But...I wrote my second novel once, changed nothing, not one character, one scene, one chapter, one plot point--just polished and polished and polished some more. That one landed my agent on the second round of queries. But....the "perfect" house for it recently asked for a mild rewrite and resubmission, and I have not breathed since. That rewrite was more of a cleaning out of non-essential details and slight POV shifts in a few scenes. So...I don't know what that proves. Maybe, beauty is in the eye of the beholder. Here's to good rewrites by us all. g.

triceretops
07-31-2008, 10:15 AM
I think the most I've done is to revamp the frontends of three books and rewritten the queries. That's about all the investment I'll allow myself. Now, if an editor from a big house suggests more extensive rewrites, then I'm apt to go that route. But...if I've received 100 rejections on a book, and I know the writing/style/voice/pace/tone and structure is solid, then the only thing left holding it back would be a cliche or weak premisis. In short, if the concept sucks, I'm dumping that dude. All the rewriting in the world can save a tepid concept.

Tri

IHeartWriting
07-31-2008, 03:46 PM
Interesting to read your stats Karen, thanks!
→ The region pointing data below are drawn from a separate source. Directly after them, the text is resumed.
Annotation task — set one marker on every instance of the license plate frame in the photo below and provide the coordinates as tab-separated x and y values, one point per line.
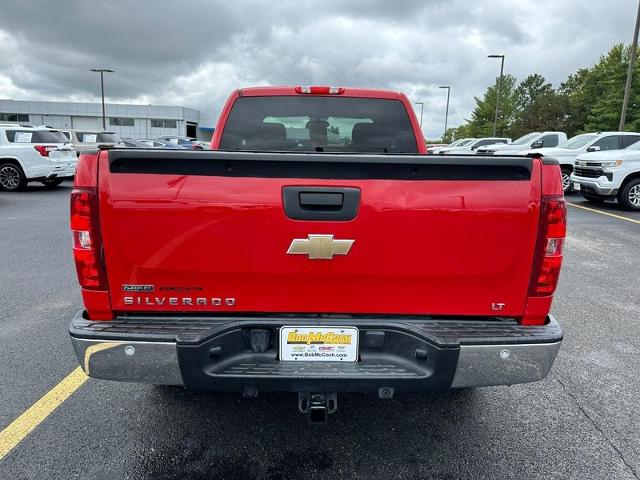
308	343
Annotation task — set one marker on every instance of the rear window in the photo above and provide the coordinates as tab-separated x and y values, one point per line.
318	124
40	136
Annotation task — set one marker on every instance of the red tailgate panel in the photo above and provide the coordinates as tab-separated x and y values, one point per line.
421	247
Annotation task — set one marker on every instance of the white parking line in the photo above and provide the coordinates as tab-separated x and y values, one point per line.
619	217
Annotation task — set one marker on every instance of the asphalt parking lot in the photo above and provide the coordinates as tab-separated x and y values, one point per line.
582	421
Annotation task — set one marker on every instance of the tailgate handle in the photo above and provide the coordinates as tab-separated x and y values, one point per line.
321	203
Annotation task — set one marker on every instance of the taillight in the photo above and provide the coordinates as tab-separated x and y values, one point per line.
548	259
86	239
320	90
44	149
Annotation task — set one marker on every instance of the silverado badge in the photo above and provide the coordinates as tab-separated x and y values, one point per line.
319	247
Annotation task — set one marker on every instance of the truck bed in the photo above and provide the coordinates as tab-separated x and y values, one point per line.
206	232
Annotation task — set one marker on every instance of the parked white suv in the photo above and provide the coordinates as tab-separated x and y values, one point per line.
34	154
470	147
525	143
606	175
587	142
443	148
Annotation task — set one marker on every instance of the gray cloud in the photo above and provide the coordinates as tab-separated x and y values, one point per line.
195	53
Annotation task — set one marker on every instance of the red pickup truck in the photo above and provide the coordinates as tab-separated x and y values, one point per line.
316	249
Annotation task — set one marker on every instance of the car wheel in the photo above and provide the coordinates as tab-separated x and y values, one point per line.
629	196
593	198
11	177
52	182
566	180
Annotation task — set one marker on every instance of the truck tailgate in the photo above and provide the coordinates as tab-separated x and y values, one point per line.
208	232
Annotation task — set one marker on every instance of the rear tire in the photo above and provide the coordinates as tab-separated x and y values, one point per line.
593	198
566	180
53	183
11	177
629	195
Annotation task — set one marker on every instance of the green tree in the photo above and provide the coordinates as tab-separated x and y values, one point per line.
534	96
481	122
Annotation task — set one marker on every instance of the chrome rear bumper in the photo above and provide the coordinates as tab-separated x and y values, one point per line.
449	361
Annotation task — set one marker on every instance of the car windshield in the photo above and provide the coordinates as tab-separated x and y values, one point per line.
579	140
320	124
525	138
634	146
108	138
51	136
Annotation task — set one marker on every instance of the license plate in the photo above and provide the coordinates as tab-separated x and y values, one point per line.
319	344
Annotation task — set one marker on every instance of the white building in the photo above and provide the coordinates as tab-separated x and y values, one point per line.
135	121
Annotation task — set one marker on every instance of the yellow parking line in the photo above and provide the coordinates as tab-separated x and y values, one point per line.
39	411
619	217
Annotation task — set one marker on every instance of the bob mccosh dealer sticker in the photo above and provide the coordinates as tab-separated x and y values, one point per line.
324	344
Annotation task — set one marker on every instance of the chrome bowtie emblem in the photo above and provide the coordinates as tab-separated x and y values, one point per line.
319	247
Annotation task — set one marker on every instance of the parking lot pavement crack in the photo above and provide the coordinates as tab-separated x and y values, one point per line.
592	420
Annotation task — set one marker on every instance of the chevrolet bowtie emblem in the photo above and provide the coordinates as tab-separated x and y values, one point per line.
319	247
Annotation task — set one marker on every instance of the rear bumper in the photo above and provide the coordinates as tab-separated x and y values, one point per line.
408	355
600	186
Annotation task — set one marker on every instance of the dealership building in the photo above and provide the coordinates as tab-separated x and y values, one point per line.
135	121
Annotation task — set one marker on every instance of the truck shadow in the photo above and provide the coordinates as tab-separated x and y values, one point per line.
224	436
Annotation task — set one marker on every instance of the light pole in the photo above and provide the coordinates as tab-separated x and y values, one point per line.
495	120
446	115
102	70
421	110
632	65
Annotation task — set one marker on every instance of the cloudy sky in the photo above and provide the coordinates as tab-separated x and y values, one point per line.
193	53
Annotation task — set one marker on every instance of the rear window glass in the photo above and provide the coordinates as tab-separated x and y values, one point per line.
319	124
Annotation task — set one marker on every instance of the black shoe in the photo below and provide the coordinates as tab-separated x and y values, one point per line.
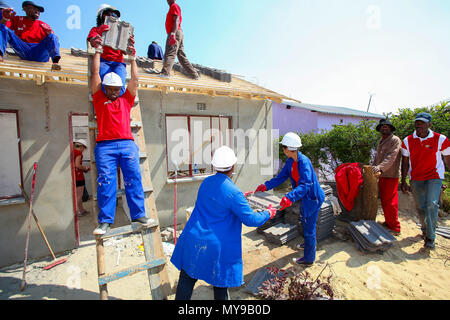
145	222
102	229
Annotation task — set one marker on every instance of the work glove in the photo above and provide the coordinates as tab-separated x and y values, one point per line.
46	29
261	188
272	211
8	13
172	39
285	203
102	29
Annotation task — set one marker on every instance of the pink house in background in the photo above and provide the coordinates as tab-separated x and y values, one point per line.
304	118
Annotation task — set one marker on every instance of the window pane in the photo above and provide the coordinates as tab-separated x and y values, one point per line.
178	144
201	145
9	161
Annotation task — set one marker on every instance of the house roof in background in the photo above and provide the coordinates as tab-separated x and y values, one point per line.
74	71
333	110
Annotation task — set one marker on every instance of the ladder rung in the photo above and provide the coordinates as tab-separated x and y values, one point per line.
121	192
130	271
128	229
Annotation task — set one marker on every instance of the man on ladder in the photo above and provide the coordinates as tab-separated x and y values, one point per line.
115	145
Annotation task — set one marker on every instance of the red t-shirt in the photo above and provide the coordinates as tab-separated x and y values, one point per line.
425	155
79	174
108	53
113	117
28	30
174	10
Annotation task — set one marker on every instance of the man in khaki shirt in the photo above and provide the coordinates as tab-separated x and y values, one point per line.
387	162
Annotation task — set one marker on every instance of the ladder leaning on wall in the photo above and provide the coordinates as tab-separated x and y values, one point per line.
155	263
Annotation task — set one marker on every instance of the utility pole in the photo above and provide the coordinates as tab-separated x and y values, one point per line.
370	100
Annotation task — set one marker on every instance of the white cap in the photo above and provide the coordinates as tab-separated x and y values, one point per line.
292	141
113	80
82	142
224	159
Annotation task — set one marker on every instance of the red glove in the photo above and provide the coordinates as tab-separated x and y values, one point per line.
272	211
95	41
285	203
261	188
248	193
8	13
103	28
172	39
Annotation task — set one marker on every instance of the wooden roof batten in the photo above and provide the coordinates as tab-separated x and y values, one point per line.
74	72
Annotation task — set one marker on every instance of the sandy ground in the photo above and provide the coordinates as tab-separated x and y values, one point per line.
406	271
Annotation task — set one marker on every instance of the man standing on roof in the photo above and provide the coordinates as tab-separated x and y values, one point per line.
175	43
155	52
210	247
387	163
305	187
111	60
115	145
31	38
422	159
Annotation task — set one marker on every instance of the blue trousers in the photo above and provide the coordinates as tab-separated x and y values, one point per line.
116	67
309	224
40	52
186	286
109	155
426	193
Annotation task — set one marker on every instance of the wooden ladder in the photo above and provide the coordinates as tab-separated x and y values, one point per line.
155	262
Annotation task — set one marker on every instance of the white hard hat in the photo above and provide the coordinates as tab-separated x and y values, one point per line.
113	80
292	141
82	142
224	159
104	7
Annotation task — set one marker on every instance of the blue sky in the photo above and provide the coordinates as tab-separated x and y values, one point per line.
331	52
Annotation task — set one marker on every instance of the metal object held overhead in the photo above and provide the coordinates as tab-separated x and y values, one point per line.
118	36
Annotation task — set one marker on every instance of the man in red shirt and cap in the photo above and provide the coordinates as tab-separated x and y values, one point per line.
175	43
115	145
31	38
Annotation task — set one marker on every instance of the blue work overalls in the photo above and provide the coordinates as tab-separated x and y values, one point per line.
210	247
309	191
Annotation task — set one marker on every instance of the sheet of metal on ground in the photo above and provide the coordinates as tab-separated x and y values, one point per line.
117	37
325	222
369	236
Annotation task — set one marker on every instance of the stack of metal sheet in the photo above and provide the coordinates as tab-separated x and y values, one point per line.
325	222
259	202
369	236
281	233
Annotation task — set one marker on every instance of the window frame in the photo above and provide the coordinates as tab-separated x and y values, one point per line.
16	112
188	119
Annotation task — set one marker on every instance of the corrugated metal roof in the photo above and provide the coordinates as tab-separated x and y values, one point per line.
333	110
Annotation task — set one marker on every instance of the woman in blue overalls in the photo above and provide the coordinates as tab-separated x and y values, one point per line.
305	187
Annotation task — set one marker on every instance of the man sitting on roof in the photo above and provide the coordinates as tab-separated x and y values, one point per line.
111	60
31	38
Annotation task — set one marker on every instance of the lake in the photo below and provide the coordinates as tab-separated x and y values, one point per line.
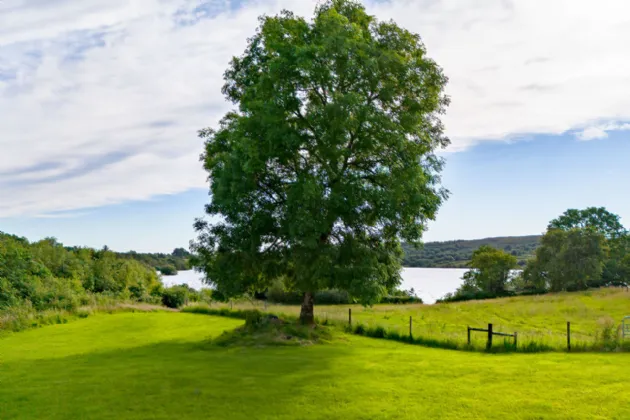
428	283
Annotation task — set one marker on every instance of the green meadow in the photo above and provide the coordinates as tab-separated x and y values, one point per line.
540	320
164	365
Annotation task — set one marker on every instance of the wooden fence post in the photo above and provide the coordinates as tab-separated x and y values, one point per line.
489	344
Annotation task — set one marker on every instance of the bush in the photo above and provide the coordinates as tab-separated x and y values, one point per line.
323	297
168	270
400	299
175	297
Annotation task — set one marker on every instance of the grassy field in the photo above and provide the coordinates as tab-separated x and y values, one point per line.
162	366
537	319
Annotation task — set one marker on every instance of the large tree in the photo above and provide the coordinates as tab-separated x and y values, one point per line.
567	260
328	161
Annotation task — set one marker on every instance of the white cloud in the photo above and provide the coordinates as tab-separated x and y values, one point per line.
100	100
601	131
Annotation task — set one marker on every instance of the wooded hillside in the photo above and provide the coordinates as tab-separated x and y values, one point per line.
457	254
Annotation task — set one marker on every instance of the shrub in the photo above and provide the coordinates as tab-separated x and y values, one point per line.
400	299
168	270
175	296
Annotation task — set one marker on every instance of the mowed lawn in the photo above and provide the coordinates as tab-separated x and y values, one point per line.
161	366
541	319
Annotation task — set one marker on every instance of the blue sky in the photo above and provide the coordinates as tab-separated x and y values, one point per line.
100	102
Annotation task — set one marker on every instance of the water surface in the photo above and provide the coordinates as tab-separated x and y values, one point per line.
428	283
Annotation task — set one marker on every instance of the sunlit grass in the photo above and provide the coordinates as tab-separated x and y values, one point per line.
540	319
160	366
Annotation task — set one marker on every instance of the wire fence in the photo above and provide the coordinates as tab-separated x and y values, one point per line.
397	322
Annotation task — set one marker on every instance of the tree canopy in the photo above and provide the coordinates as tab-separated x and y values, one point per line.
328	160
596	218
581	248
IHeart, that's counting all rejections: queries, partials, and the 2 fulls that got rejected just before the offer came in. I still had 4 fulls under consideration at other agencies and 3 or 4 partials. Like Xiao, I blasted the agentsphere with queries in batches and got my offer within 4 months of starting the process. If I were to do it over again, I wouldn't change a thing. :D

Thanks for the good luck wishes!

Nakhlasmoke
07-31-2008, 04:08 PM
I sent over 50 queries, and got 3 offers. Most of the rest were form rejects or radio silence.
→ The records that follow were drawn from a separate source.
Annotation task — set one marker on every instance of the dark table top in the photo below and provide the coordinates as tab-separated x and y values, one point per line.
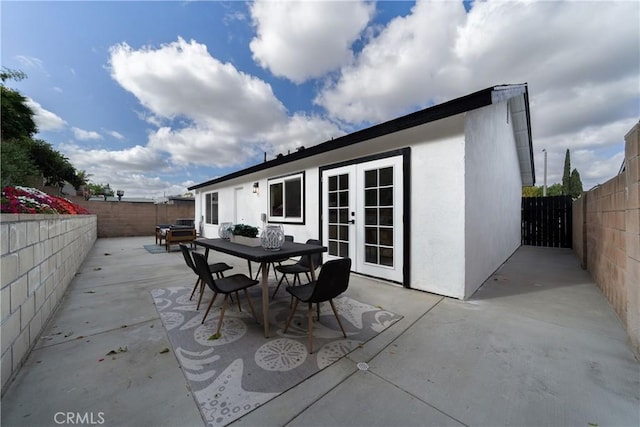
259	254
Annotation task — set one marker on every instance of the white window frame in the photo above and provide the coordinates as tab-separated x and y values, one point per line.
209	206
283	180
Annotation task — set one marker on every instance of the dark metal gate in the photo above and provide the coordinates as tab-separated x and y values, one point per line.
546	221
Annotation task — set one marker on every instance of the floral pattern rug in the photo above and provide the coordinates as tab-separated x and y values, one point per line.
241	370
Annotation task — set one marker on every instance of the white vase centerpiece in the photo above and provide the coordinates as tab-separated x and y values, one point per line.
224	230
272	237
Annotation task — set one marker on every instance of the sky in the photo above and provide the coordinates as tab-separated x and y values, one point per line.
152	97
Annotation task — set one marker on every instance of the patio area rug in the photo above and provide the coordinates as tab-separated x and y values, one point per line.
241	370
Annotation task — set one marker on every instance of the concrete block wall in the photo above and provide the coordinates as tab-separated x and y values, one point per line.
124	219
40	255
607	238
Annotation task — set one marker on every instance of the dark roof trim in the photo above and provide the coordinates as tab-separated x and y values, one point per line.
456	106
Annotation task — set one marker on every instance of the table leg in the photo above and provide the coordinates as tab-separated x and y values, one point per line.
312	268
265	299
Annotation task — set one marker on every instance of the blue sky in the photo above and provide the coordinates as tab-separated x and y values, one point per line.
152	97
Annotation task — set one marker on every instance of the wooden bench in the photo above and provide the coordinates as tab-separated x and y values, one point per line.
175	236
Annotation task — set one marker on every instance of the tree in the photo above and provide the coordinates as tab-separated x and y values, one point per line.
22	155
17	116
16	165
532	191
566	175
575	184
553	190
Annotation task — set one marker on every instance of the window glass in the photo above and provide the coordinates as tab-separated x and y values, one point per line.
275	198
286	199
293	198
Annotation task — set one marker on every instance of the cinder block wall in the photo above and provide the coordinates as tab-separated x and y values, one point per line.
123	219
607	238
40	255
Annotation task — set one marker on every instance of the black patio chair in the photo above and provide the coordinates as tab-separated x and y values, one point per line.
302	266
332	281
217	268
225	285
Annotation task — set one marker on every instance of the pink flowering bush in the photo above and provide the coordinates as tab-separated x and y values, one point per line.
29	200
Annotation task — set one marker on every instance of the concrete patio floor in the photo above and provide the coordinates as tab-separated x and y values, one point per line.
538	344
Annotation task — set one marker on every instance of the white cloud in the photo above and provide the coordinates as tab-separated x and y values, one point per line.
31	62
134	170
85	135
225	117
44	119
579	58
303	40
116	135
401	69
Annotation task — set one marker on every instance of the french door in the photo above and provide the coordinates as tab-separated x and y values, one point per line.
362	216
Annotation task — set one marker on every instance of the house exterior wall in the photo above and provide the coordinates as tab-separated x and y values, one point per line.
440	176
493	189
437	216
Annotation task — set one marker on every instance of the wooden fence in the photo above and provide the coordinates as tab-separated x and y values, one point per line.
547	221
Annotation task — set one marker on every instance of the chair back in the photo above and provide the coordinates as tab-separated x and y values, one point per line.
317	258
202	269
187	257
332	280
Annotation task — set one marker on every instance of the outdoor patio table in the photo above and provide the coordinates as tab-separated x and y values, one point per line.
264	257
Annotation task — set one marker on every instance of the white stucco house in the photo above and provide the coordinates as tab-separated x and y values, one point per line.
430	200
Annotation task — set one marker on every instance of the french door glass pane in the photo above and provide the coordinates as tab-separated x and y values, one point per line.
371	254
333	248
339	215
344	232
333	200
333	232
386	256
386	196
386	176
386	216
333	183
371	216
344	182
378	216
344	250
I did tweak my query during the time, but didn't rewrite the manuscript.

Toothpaste
07-31-2008, 06:52 PM
I don't think I've ever re-written anything because I got rejected. I've rewritten things because people made really good suggestions. I think you as an author know when someone makes a good point about your work, and when they don't. Or at least we start to hone those sensibilities.

As many have suggested it may just be a matter of your query, or there may be something fundamental in the story telling. Only you know who to trust, and what rings true to you. Remember too that even if you have a viscerally negative reaction to a critique, it doesn't mean that after a while of thinking it over, the person didn't have a point. You can still feel angry about a good idea.

MsJudy
07-31-2008, 07:09 PM
Only you know who to trust, and what rings true to you.

That is so true! I've found that to be a problem on the other side, too. Beta readers who LOVE what you've done, wouldn't have you change a thing, it all works just fine as it is--when really, you could make it even better.

Finding the critiquers who really, really know what it will take to sell the book is very hard.

write2livelive2write
08-01-2008, 05:23 AM
When I got my first few rejections, I was really depressed. But the more rejections I got, the less dejected I feel. :D Hey, if I can't sell this book, I can just write another one! It's not like I've wasted my time or something, I am getting better on writing along the way!

Still a lot of agents left to query anyway ...;)

Jackfishwoman
08-02-2008, 12:50 AM
For both my manuscripts (one already published, one still looking for a home) I received contradicting rejection letters. One rejection would say this & that was a problem and another would say they love this & that but X & Y was a problem. Opinions very so much it is difficult to nail down what should be changed/revised.
So I wouldn't jump to re-writing unless you are consistently hearing the same criticism.
It is such a subjective business!

Karen Duvall
08-02-2008, 01:36 AM
I sold my first two books and a novella on my own without an agent, so that's certainly an option for any author. But being with a small press isn't my ultimate goal and I'm not satisfied with staying at this level. So that's something for you to consider. Are you just looking to be published? Or are you looking to launch a career as a published author? There's a difference.